Non vive più a Perugia. Non risponde al vecchio numero. Non rilascia più interviste per radio e network filopalestinesi: «Ho passato tutta la mia vita in Italia, chiedo solo una possibilità. Quello che mi stanno facendo non è giusto». Ha smesso di ragionare pubblicamente sul suo passato: «Eravamo troppo giovani e troppo arrabbiati. Il dirottamento dell’Achille Lauro non era in programma. Volevamo entrare in Israele utilizzando la nave italiana come mezzo di trasporto, per poi lanciare un attacco contro una base militare. L’omicidio di Leon Klinghoffer è stato un tragico errore. Non sono stato io a sparare. Ma credo comunque di avere pagato le conseguenze di quella tragedia».
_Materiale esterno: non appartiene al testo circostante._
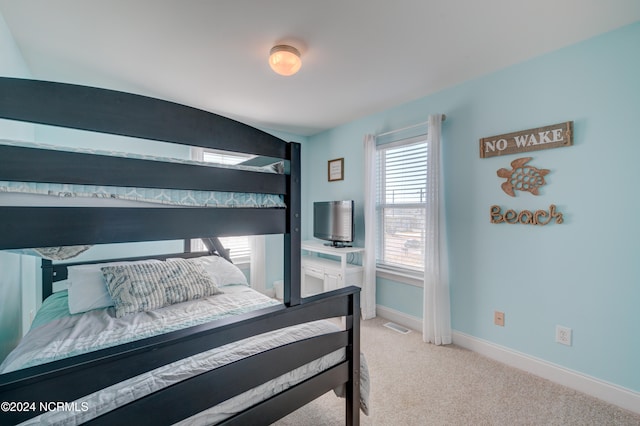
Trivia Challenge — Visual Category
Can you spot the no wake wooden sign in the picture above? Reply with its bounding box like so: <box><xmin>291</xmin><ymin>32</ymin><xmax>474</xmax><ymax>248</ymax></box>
<box><xmin>479</xmin><ymin>121</ymin><xmax>573</xmax><ymax>158</ymax></box>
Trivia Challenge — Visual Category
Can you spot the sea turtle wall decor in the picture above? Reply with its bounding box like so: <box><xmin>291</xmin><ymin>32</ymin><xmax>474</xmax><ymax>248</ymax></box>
<box><xmin>497</xmin><ymin>157</ymin><xmax>550</xmax><ymax>197</ymax></box>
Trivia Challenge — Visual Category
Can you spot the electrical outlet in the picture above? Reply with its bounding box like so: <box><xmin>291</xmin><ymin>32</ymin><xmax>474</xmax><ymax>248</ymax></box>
<box><xmin>494</xmin><ymin>311</ymin><xmax>505</xmax><ymax>327</ymax></box>
<box><xmin>556</xmin><ymin>325</ymin><xmax>572</xmax><ymax>346</ymax></box>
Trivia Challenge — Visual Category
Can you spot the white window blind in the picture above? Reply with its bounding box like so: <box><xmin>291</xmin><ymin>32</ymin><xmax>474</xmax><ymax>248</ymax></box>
<box><xmin>202</xmin><ymin>150</ymin><xmax>254</xmax><ymax>165</ymax></box>
<box><xmin>192</xmin><ymin>236</ymin><xmax>251</xmax><ymax>264</ymax></box>
<box><xmin>218</xmin><ymin>236</ymin><xmax>251</xmax><ymax>263</ymax></box>
<box><xmin>376</xmin><ymin>136</ymin><xmax>427</xmax><ymax>274</ymax></box>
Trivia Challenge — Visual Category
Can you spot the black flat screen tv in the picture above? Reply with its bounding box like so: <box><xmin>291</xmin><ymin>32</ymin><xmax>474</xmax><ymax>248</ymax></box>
<box><xmin>313</xmin><ymin>200</ymin><xmax>354</xmax><ymax>247</ymax></box>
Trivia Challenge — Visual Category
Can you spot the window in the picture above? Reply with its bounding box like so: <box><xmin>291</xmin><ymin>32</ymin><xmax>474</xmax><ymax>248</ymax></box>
<box><xmin>191</xmin><ymin>148</ymin><xmax>254</xmax><ymax>264</ymax></box>
<box><xmin>376</xmin><ymin>136</ymin><xmax>427</xmax><ymax>275</ymax></box>
<box><xmin>202</xmin><ymin>149</ymin><xmax>254</xmax><ymax>165</ymax></box>
<box><xmin>216</xmin><ymin>236</ymin><xmax>251</xmax><ymax>264</ymax></box>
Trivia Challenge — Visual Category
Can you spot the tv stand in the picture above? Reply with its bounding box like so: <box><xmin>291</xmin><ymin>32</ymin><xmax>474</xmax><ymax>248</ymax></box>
<box><xmin>301</xmin><ymin>240</ymin><xmax>364</xmax><ymax>297</ymax></box>
<box><xmin>324</xmin><ymin>241</ymin><xmax>352</xmax><ymax>248</ymax></box>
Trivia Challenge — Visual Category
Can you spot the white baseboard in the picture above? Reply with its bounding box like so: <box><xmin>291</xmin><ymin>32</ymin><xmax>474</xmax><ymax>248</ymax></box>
<box><xmin>453</xmin><ymin>331</ymin><xmax>640</xmax><ymax>415</ymax></box>
<box><xmin>375</xmin><ymin>304</ymin><xmax>422</xmax><ymax>333</ymax></box>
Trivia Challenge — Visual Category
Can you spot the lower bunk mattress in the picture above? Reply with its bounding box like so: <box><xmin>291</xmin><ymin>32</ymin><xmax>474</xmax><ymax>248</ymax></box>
<box><xmin>1</xmin><ymin>273</ymin><xmax>369</xmax><ymax>425</ymax></box>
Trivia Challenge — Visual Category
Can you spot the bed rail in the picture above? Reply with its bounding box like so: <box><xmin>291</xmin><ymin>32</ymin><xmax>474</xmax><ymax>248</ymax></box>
<box><xmin>0</xmin><ymin>77</ymin><xmax>288</xmax><ymax>158</ymax></box>
<box><xmin>0</xmin><ymin>143</ymin><xmax>285</xmax><ymax>194</ymax></box>
<box><xmin>0</xmin><ymin>207</ymin><xmax>286</xmax><ymax>250</ymax></box>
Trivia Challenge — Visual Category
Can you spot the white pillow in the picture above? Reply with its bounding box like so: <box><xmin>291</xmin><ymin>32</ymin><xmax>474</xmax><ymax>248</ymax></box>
<box><xmin>101</xmin><ymin>259</ymin><xmax>222</xmax><ymax>318</ymax></box>
<box><xmin>168</xmin><ymin>256</ymin><xmax>248</xmax><ymax>287</ymax></box>
<box><xmin>52</xmin><ymin>279</ymin><xmax>70</xmax><ymax>293</ymax></box>
<box><xmin>67</xmin><ymin>259</ymin><xmax>160</xmax><ymax>314</ymax></box>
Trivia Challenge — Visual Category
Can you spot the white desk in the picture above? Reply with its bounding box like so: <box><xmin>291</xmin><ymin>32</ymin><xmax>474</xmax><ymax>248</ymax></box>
<box><xmin>301</xmin><ymin>240</ymin><xmax>364</xmax><ymax>297</ymax></box>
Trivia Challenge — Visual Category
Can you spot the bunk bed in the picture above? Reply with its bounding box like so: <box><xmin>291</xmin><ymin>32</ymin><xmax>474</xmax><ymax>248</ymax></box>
<box><xmin>0</xmin><ymin>77</ymin><xmax>364</xmax><ymax>425</ymax></box>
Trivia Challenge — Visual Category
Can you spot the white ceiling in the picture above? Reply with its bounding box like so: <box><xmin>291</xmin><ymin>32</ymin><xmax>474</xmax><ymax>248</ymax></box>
<box><xmin>1</xmin><ymin>1</ymin><xmax>639</xmax><ymax>136</ymax></box>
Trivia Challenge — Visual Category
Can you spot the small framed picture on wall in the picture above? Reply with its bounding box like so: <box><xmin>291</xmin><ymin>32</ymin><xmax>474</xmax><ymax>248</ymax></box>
<box><xmin>328</xmin><ymin>158</ymin><xmax>344</xmax><ymax>181</ymax></box>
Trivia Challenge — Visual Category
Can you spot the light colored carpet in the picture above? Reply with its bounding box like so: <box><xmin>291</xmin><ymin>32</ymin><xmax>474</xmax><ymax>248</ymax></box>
<box><xmin>275</xmin><ymin>317</ymin><xmax>640</xmax><ymax>425</ymax></box>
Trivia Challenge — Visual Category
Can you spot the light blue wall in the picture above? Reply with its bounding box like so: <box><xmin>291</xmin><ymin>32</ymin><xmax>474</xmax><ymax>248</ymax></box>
<box><xmin>305</xmin><ymin>22</ymin><xmax>640</xmax><ymax>392</ymax></box>
<box><xmin>302</xmin><ymin>123</ymin><xmax>368</xmax><ymax>246</ymax></box>
<box><xmin>376</xmin><ymin>277</ymin><xmax>422</xmax><ymax>318</ymax></box>
<box><xmin>444</xmin><ymin>23</ymin><xmax>639</xmax><ymax>392</ymax></box>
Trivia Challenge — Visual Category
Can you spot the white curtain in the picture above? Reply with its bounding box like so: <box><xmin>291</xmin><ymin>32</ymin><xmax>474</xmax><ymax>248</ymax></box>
<box><xmin>423</xmin><ymin>114</ymin><xmax>452</xmax><ymax>345</ymax></box>
<box><xmin>362</xmin><ymin>134</ymin><xmax>377</xmax><ymax>320</ymax></box>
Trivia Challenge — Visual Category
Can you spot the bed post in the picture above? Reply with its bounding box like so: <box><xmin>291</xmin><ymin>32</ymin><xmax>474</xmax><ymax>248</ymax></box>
<box><xmin>284</xmin><ymin>142</ymin><xmax>301</xmax><ymax>307</ymax></box>
<box><xmin>41</xmin><ymin>259</ymin><xmax>53</xmax><ymax>302</ymax></box>
<box><xmin>346</xmin><ymin>290</ymin><xmax>361</xmax><ymax>426</ymax></box>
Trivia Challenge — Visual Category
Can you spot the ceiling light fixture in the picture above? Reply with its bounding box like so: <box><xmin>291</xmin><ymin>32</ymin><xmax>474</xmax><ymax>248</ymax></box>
<box><xmin>269</xmin><ymin>45</ymin><xmax>302</xmax><ymax>76</ymax></box>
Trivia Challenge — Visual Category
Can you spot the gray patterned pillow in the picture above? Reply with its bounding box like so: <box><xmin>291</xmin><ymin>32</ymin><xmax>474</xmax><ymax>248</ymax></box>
<box><xmin>101</xmin><ymin>259</ymin><xmax>223</xmax><ymax>318</ymax></box>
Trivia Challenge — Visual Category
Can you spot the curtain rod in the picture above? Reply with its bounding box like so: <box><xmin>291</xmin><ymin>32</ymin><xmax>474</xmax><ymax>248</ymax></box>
<box><xmin>376</xmin><ymin>114</ymin><xmax>446</xmax><ymax>138</ymax></box>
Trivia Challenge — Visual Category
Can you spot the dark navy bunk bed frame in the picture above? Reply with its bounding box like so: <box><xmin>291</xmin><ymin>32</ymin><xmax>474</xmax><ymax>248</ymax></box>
<box><xmin>0</xmin><ymin>77</ymin><xmax>361</xmax><ymax>425</ymax></box>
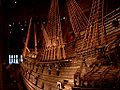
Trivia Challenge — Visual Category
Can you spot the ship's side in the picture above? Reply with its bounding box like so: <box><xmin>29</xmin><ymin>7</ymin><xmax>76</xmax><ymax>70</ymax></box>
<box><xmin>20</xmin><ymin>0</ymin><xmax>120</xmax><ymax>90</ymax></box>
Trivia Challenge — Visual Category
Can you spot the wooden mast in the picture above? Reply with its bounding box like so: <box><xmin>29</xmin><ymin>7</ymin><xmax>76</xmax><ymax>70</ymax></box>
<box><xmin>23</xmin><ymin>17</ymin><xmax>32</xmax><ymax>57</ymax></box>
<box><xmin>34</xmin><ymin>22</ymin><xmax>37</xmax><ymax>53</ymax></box>
<box><xmin>80</xmin><ymin>0</ymin><xmax>105</xmax><ymax>54</ymax></box>
<box><xmin>66</xmin><ymin>0</ymin><xmax>88</xmax><ymax>38</ymax></box>
<box><xmin>43</xmin><ymin>0</ymin><xmax>66</xmax><ymax>60</ymax></box>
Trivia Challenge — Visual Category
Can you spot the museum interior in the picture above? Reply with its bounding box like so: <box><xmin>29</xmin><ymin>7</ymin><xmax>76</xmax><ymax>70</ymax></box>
<box><xmin>0</xmin><ymin>0</ymin><xmax>120</xmax><ymax>90</ymax></box>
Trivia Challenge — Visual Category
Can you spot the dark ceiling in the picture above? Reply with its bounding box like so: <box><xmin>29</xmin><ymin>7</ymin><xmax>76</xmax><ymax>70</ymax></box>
<box><xmin>2</xmin><ymin>0</ymin><xmax>51</xmax><ymax>19</ymax></box>
<box><xmin>1</xmin><ymin>0</ymin><xmax>52</xmax><ymax>54</ymax></box>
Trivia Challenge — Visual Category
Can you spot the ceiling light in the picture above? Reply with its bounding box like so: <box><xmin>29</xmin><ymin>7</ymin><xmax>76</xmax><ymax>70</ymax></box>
<box><xmin>18</xmin><ymin>21</ymin><xmax>20</xmax><ymax>24</ymax></box>
<box><xmin>14</xmin><ymin>1</ymin><xmax>17</xmax><ymax>4</ymax></box>
<box><xmin>25</xmin><ymin>21</ymin><xmax>27</xmax><ymax>23</ymax></box>
<box><xmin>10</xmin><ymin>31</ymin><xmax>12</xmax><ymax>34</ymax></box>
<box><xmin>63</xmin><ymin>17</ymin><xmax>65</xmax><ymax>20</ymax></box>
<box><xmin>13</xmin><ymin>22</ymin><xmax>14</xmax><ymax>25</ymax></box>
<box><xmin>9</xmin><ymin>24</ymin><xmax>12</xmax><ymax>27</ymax></box>
<box><xmin>43</xmin><ymin>22</ymin><xmax>45</xmax><ymax>24</ymax></box>
<box><xmin>21</xmin><ymin>28</ymin><xmax>24</xmax><ymax>31</ymax></box>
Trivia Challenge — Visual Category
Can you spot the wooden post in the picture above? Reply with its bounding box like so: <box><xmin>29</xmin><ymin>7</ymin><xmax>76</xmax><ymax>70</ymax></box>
<box><xmin>62</xmin><ymin>45</ymin><xmax>66</xmax><ymax>59</ymax></box>
<box><xmin>53</xmin><ymin>47</ymin><xmax>56</xmax><ymax>60</ymax></box>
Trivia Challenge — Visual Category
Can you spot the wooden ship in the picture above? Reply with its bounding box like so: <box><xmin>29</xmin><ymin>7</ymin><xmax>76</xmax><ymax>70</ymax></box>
<box><xmin>20</xmin><ymin>0</ymin><xmax>120</xmax><ymax>90</ymax></box>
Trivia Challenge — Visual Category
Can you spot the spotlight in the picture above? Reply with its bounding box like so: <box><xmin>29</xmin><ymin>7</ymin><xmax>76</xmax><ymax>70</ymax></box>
<box><xmin>25</xmin><ymin>20</ymin><xmax>27</xmax><ymax>23</ymax></box>
<box><xmin>13</xmin><ymin>22</ymin><xmax>14</xmax><ymax>25</ymax></box>
<box><xmin>10</xmin><ymin>31</ymin><xmax>12</xmax><ymax>34</ymax></box>
<box><xmin>14</xmin><ymin>1</ymin><xmax>17</xmax><ymax>4</ymax></box>
<box><xmin>18</xmin><ymin>21</ymin><xmax>21</xmax><ymax>24</ymax></box>
<box><xmin>21</xmin><ymin>28</ymin><xmax>24</xmax><ymax>31</ymax></box>
<box><xmin>43</xmin><ymin>21</ymin><xmax>45</xmax><ymax>24</ymax></box>
<box><xmin>63</xmin><ymin>17</ymin><xmax>65</xmax><ymax>20</ymax></box>
<box><xmin>9</xmin><ymin>24</ymin><xmax>12</xmax><ymax>27</ymax></box>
Vent’anni di buona condotta. In carcere Ibrahim Abdellatifh Fatayer ha studiato. Nel 2000 si è pubblicamente dissociato dalla lotta armata. Ha chiesto la grazia, ma gli è stata negata. Ancora nel 2004 è stato interrogato dall’Fbi. Tutti i servizi segreti sono interessati alla sua storia. Ma nessuno Stato sembra disposto a concedergli una residenza.
A Perugia Fatayer ha lavorato nel ristorante arabo di Mustafa Shalabi, a pochi passi dal vecchio Tribunale: «Mi aiutava con il kebab. Puntuale, serio. Con me si è sempre comportato molto correttamente». Tifava Inter, cucinava bene, sognava di avere dei figli e mettere radici. E proprio le sue radici italiane, adesso, forse lo hanno tradito. Perché Fatayer avrebbe chiamato il suo amico Alì, tunisino, per due anni compagno di stanza: «Mi ha detto che vive in Algeria, ma non vuole parlare con nessuno. Ha paura della sua ombra». Destinazione confermata anche da un altro testimone. Noureddine, 36 anni, algerino, in cucina alla mensa della Facoltà di Agraria di Perugia: «Ho visto Fatayer ad Algeri il 10 gennaio. Non mi ha voluto dire niente di lui, ma stava bene». Ammesso che sia davvero così - c’è sempre un’ombra lunga che accompagna i passi di Fatayer - come sia finito in Algeria, attraverso quali protezioni e con quali prospettive, non è dato sapere.
«Io non l’ho più sentito e mi dispiace - dice il direttore della Caritas di Perugia, Lucio Gatti - l’Italia sta sbagliando. Ha voluto processarlo, l’ha tenuto in carcere per più di vent’anni, per poi dimenticarsi di lui. Credo che oggi Fatayer non sarebbe in grado di fare del male a una mosca. Ma sarebbe stato più giusto trovargli un modo di ricominciare qui. Più giusto e più sicuro».